La tensione in Medio Oriente scuote i prezzi dell'oro: la perdita settimanale supera il 10%
Le notizie riguardanti i preparativi degli Stati Uniti per l'invio di truppe aggiuntive in Medio Oriente hanno fatto salire il dollaro e i rendimenti obbligazionari sui mercati globali, provocando pesanti perdite nei prezzi dell'oro. Il prezzo dell'oncia d'oro è sceso del 10,4% questa settimana, registrando il calo di valore più marcato dell'ultimo periodo.
In seguito alle notizie secondo cui gli Stati Uniti si starebbero preparando a inviare migliaia di marines e marinai in Medio Oriente, si è diffusa l'aspettativa che i prezzi dell'energia saliranno, esercitando una nuova pressione sull'inflazione globale. Questa crescente aspettativa ha rafforzato la previsione che i tassi di interesse rimarranno elevati.
Il mercato dell'oro ha dovuto affrontare una forte pressione di vendita a causa di questi sviluppi. Su base settimanale, il prezzo dell'oro spot è sceso del 10,4%, attestandosi sotto i 4.500 dollari. Anche il valore dell'oro al grammo, calcolato tenendo conto del prezzo dell'oro spot e del tasso di cambio dollaro/lira turca, è sceso del 10,2%, arrivando a 6.406 lire.
Anche il rafforzamento del dollaro rispetto ad altre valute ha ridotto la domanda di oro. Per gli investitori, l'oro è diventato più costoso, perdendo attrattiva soprattutto per chi opera con altre valute.

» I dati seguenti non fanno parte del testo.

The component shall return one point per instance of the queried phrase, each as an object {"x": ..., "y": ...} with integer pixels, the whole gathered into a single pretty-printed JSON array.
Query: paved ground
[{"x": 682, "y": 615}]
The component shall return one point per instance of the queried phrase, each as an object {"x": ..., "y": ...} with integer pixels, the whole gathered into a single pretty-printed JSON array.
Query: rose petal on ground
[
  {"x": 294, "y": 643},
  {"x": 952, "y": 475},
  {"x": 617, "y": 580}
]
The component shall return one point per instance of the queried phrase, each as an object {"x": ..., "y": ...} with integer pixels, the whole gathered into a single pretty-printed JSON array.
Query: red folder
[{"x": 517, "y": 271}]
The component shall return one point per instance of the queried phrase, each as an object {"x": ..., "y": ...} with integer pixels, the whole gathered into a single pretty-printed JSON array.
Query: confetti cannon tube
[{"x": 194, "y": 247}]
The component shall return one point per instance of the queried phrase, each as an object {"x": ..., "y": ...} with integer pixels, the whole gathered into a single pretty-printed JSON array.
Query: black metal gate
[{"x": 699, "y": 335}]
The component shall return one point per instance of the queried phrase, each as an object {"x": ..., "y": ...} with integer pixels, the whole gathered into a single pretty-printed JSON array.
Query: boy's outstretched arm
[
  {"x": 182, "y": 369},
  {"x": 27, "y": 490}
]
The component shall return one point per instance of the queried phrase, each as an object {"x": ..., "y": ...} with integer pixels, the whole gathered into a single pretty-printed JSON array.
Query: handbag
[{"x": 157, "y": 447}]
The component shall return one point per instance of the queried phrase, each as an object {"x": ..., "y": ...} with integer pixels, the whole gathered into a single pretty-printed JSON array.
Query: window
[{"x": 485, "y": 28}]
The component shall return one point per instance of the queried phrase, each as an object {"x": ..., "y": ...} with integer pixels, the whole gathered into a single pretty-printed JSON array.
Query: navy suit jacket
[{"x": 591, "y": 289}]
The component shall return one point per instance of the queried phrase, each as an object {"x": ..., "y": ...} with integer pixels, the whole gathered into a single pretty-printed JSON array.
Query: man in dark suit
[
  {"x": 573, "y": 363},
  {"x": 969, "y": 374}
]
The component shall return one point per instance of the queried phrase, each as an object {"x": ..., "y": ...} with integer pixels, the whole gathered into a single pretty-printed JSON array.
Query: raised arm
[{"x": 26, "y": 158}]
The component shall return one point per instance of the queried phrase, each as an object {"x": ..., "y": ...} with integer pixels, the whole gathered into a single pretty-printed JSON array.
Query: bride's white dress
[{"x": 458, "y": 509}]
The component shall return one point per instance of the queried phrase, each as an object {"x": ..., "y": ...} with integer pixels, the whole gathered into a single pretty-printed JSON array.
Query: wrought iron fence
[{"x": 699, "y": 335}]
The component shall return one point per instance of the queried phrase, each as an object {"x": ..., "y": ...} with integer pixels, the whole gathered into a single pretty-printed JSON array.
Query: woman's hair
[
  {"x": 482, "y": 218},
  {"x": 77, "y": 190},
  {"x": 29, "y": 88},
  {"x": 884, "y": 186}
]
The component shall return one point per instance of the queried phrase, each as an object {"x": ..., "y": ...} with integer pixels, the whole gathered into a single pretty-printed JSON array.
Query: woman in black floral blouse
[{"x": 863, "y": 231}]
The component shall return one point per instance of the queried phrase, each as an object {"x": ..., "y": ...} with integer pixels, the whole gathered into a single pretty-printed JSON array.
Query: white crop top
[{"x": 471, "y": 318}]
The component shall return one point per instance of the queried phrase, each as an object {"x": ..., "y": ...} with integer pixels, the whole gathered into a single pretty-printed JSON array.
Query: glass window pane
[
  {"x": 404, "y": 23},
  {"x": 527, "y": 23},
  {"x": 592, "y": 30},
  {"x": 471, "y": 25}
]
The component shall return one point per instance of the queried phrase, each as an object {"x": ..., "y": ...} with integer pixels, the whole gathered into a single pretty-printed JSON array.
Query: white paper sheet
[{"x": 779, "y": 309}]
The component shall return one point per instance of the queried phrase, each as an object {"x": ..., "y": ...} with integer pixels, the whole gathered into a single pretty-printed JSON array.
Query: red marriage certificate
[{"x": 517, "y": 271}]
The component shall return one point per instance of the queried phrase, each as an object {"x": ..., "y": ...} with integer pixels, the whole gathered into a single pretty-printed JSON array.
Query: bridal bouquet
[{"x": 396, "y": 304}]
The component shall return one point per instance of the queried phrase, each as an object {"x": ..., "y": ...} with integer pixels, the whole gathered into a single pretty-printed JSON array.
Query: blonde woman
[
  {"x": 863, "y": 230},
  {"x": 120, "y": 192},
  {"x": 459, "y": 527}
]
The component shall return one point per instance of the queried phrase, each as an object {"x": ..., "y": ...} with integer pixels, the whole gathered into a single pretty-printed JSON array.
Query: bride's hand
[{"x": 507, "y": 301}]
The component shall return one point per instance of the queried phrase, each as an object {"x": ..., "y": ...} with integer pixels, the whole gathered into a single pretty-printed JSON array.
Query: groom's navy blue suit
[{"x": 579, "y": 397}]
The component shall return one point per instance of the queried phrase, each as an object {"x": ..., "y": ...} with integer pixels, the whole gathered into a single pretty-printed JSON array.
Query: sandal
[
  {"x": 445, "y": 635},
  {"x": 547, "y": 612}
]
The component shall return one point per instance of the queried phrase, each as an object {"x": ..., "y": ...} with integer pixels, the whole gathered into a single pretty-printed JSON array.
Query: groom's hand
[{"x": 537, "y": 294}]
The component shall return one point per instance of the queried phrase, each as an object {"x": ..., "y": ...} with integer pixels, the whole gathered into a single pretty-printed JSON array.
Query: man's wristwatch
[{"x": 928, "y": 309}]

AUMENTANO LE ASPETTATIVE SU INFLAZIONE E TASSI DI INTERESSE
L'aumento della tensione nella regione dopo gli attacchi condotti dagli Stati Uniti e da Israele contro l'Iran il 28 febbraio ha accresciuto le incertezze nell'economia globale. La possibilità che l'Iran possa chiudere lo Stretto di Hormuz per un lungo periodo è emersa come un fattore di rischio che potrebbe portare a un aumento dei costi energetici e a un'impennata dell'inflazione globale.
In seguito a questi sviluppi, sui mercati è prevalsa l'aspettativa di una tendenza al rialzo dell'inflazione. Ha iniziato a prevalere l'opinione che le banche centrali manterranno i tassi di interesse elevati per un lungo periodo.
CONTINUA LA PRESSIONE DEI TASSI SULL'ORO
Sebbene l'oro sia tradizionalmente considerato un bene rifugio contro l'inflazione, l'aumento dei tassi di interesse oscura l'attrattiva di questo asset che non genera rendimenti. Gli ambienti finanziari globali valutano che la Banca Centrale Europea e la Banca d'Inghilterra potrebbero iniziare ad aumentare i tassi di interesse ad aprile. La Federal Reserve statunitense, nell'ultima riunione, ha mantenuto i tassi di interesse invariati, annunciando però un innalzamento delle aspettative sull'inflazione. Il presidente della Fed, Jerome Powell, ha richiamato l'attenzione sulla grande incertezza creata dal contesto bellico nella politica monetaria.